We have always been told that a cat has nine lives, and that may or may not be true, but over in the Isle of Wight, a cat (originally called Jess but later known as Tibby) made international news when he was reunited with his owners after going missing for fourteen years.
In May 2007, Jess disappeared after joining some other cats for, I presume, a cat’s party at a friend’s house. For the next fourteen years, he lived on the grounds of an assisted living home, where the residents renamed him Tibby. He was, for all intents and purposes, a street cat, living off scraps and the kindness of the residents of the care home. That would probably have been that, until he started to show his age and the care home people decided he needed a permanent home, where he would be fed and properly looked after.

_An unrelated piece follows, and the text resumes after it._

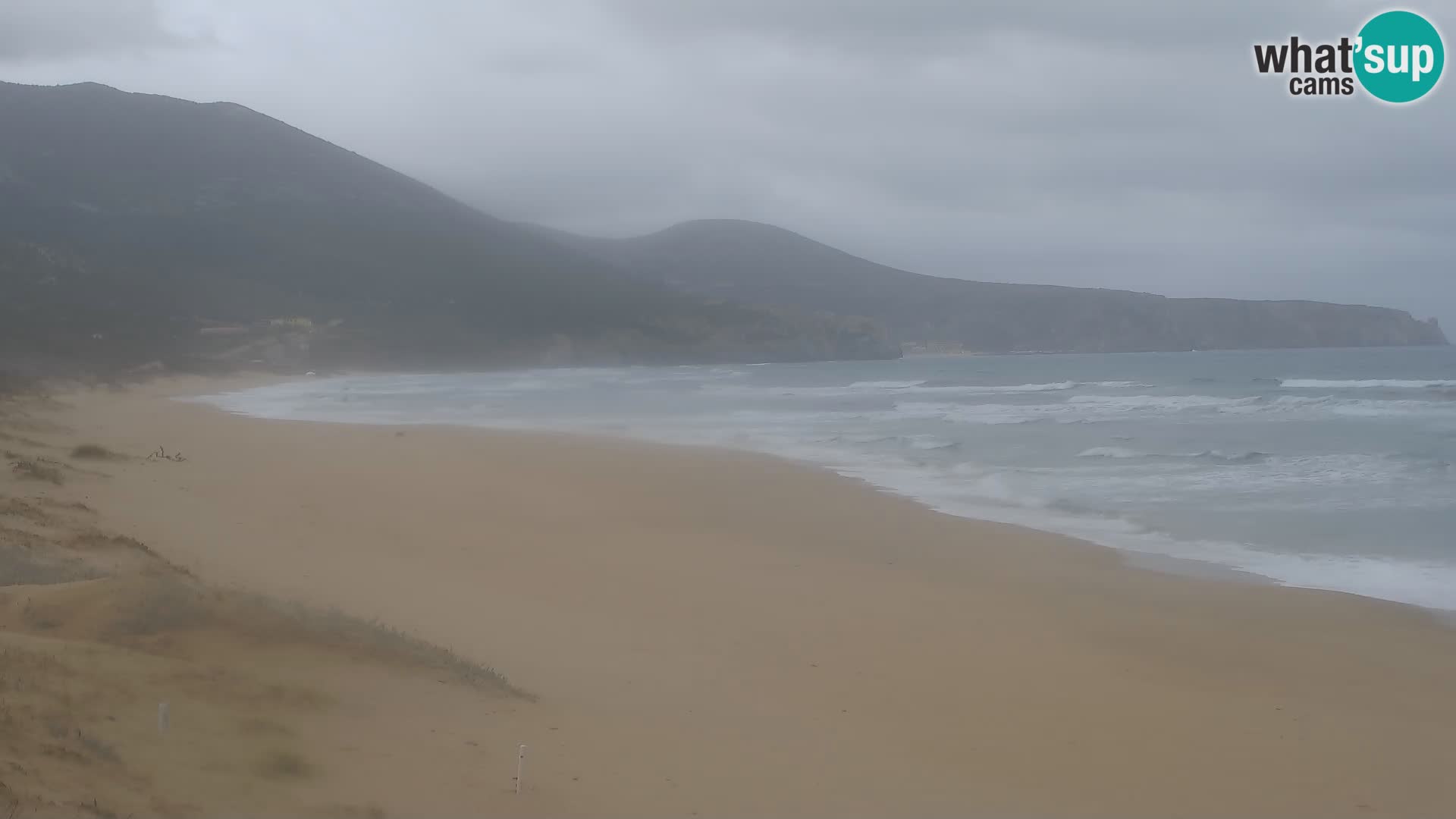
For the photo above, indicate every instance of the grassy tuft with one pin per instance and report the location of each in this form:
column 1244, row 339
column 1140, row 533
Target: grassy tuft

Jess, now Tibby, was scanned for a microchip, and amazingly, his owner had kept his details up to date throughout the fourteen years. And so the wonderful news is that Tibby, now known again as Jess, is back where it all started all those years ago, with his original owner Leigh Bateman, who says she is so pleased to have him home.
I’m not sure if there is any moral to this story, but if there is one, maybe it does show that a cat can indeed have nine lives!